Alterations of the cardiovascular system
The anomalies related to the cardiovascular system, constitute the most serious medical condition in the Patau syndrome, since it seriously threatens the survival of those affected.
In this case, the most frequent findings are intraventricular communication in 91%, persistence of ductus arteriosus in 82%, and interventricular communication in 73%
Alterations of the genitourinary system
The manifestations of the genitourinary system are usually related to the presence of cryptorchidism in males, polycystic kidney, bicornuate uterus in women and hydronephrosis.
As we have pointed out above, Patau syndrome is associated with the presence of genetic abnormalities on chromosome 13.
Most of the cases are due to the presence of three complete copies of chromosome 13, so that the extra genetic material alters the normal development and, therefore, giving rise to the characteristic clinical course of the Patau syndrome (Genetics Home Reference, 2016).
However, there are also cases of Patau syndrome due to duplications of parts of chromosome 13. It is possible that some affected people have all intact copies of this and an extra adhered to another different chromosome (Genetics Home Reference, 2016).
In addition, cases have also been reported in which individuals only have this type of genetic alteration in some cells of the body. In this case, the pathology acquires the name of trisomy 13 in mosaic, and therefore the presentation of the signs and symptoms will depend on the type and number of cells affected (Genetics Home Reference, 2016).
People affected with Patau syndrome present a set of clinical manifestations that are present from the moment of birth.
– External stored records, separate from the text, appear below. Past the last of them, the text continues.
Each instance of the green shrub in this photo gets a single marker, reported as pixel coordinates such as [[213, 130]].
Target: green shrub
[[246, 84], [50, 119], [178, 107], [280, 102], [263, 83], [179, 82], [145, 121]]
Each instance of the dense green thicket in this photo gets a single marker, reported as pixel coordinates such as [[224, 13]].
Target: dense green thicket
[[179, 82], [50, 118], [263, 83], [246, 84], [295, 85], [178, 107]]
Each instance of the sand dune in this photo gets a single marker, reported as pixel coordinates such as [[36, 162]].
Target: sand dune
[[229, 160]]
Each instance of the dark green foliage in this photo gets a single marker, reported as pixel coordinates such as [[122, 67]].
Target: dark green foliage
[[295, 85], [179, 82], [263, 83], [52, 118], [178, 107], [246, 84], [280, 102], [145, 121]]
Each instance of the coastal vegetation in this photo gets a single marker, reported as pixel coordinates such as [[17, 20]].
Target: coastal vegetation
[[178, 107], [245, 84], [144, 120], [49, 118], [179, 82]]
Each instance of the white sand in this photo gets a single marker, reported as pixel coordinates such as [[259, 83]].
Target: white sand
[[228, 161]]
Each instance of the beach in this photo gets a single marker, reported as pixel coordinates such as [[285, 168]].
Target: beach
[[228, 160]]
Based on the observation of the signs and symptoms, it is possible to make a clinical diagnosis. However, when there is suspicion, it is essential to perform other complementary tests to confirm the presence of Patau syndrome.
In these cases, the tests of choice are genetic tests of the karyotype, these are able to give us information about the presence / absence of an extra copy of chromosome 13.
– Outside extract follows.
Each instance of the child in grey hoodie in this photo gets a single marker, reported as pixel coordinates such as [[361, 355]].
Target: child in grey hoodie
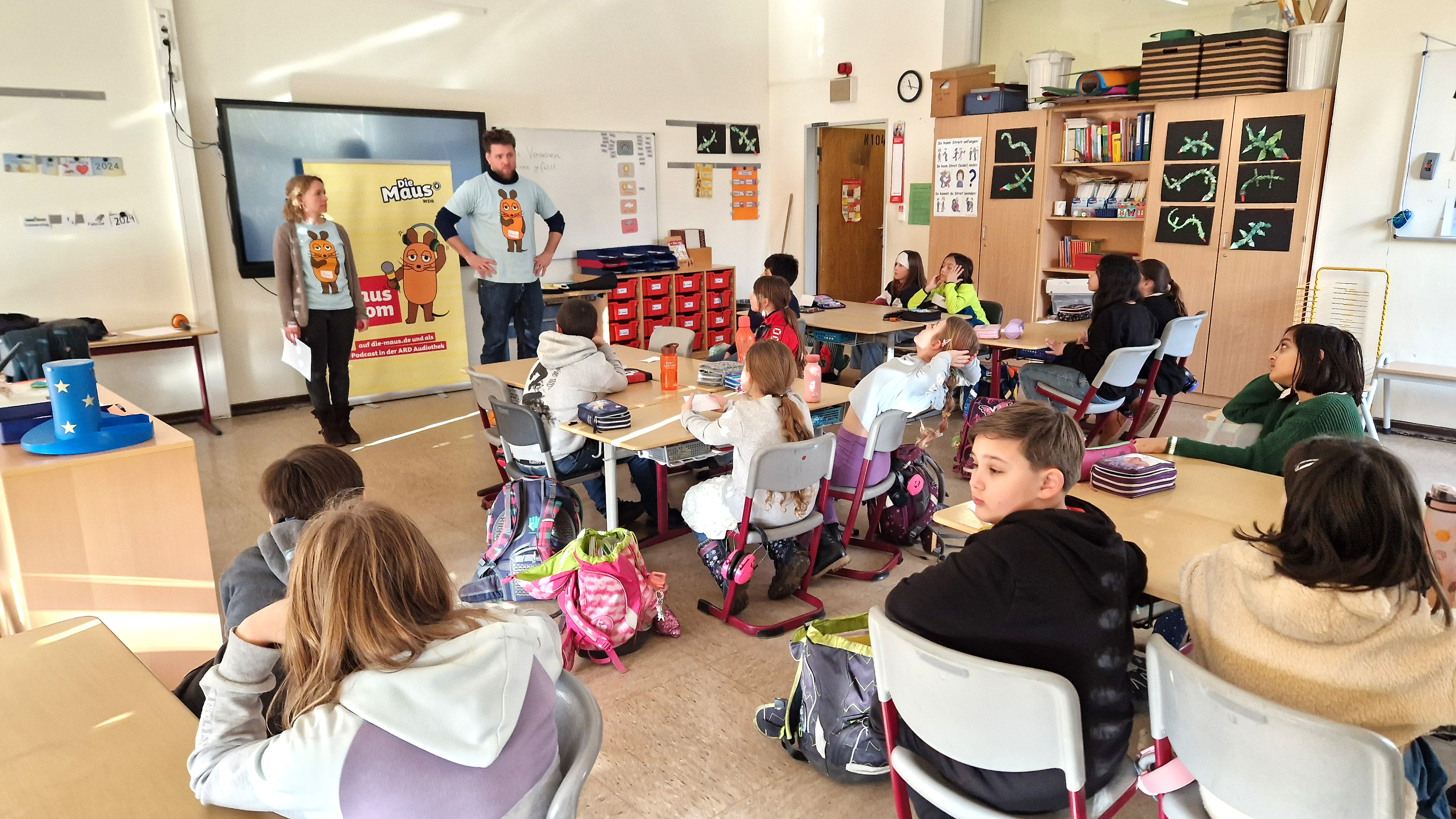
[[574, 366]]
In other cases, it is also possible to perform the diagnosis in the prenatal stage, performing routine ultrasounds may show alarm indicators , so, in general, genetic analyzes are requested to confirm their presence.
The most common tests in the prenatal stage are fetal ultrasound, amniocentesis and chorionic villus sampling (National Organization for Rare Disorders, 2007).
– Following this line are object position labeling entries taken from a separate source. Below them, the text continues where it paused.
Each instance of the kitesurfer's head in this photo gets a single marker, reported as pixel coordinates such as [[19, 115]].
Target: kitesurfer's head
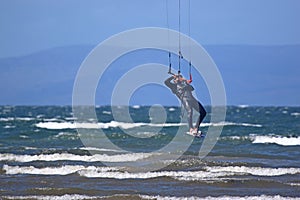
[[178, 78]]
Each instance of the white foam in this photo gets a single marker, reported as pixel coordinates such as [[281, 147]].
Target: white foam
[[230, 124], [112, 124], [6, 119], [8, 126], [99, 149], [243, 106], [172, 109], [295, 114], [130, 157], [284, 141], [136, 106], [157, 197], [179, 175], [106, 112], [63, 170], [261, 197], [53, 197], [257, 171], [125, 125], [215, 173]]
In addition, once the definitive diagnosis of Patau syndrome has been made, whether in the prenatal or postnatal phase, it is essential to carry out a continuous medical follow-up in order to detect early the possible medical complications that put at risk the survival of the affected person (National Organization for Rare Disorders, 2007).
At present, there is no specific or curative treatment for Patau syndrome, therefore, therapeutic interventions will be directed towards the treatment of medical complications.
Due to the serious multisystemic affectation, people affected by the Patau syndrome will require medical assistance from the moment of birth (Ramos Fuentes, 2016.
On the other hand, cardiac and respiratory alterations are the main causes of death, therefore, it is essential to follow-up and detailed medical treatment of both conditions (Ramos Fuentes, 2016).
In addition to the pharmacological intervention for different signs and symptoms, it is also possible to use surgical procedures to correct some malformations and musculoskeletal abnormalities.
Also Read: Cerebral Hemispheres: Functions and Parts
In summary, the treatment of Patau syndrome or trisomy 13 will be specific depending on each case and the associated clinical course. Generally, the intervention usually requires the coordinated work of different specialists: pediatricians, cardiologists, neurologists, etc. (National Organization for Rare Disorders, 2007).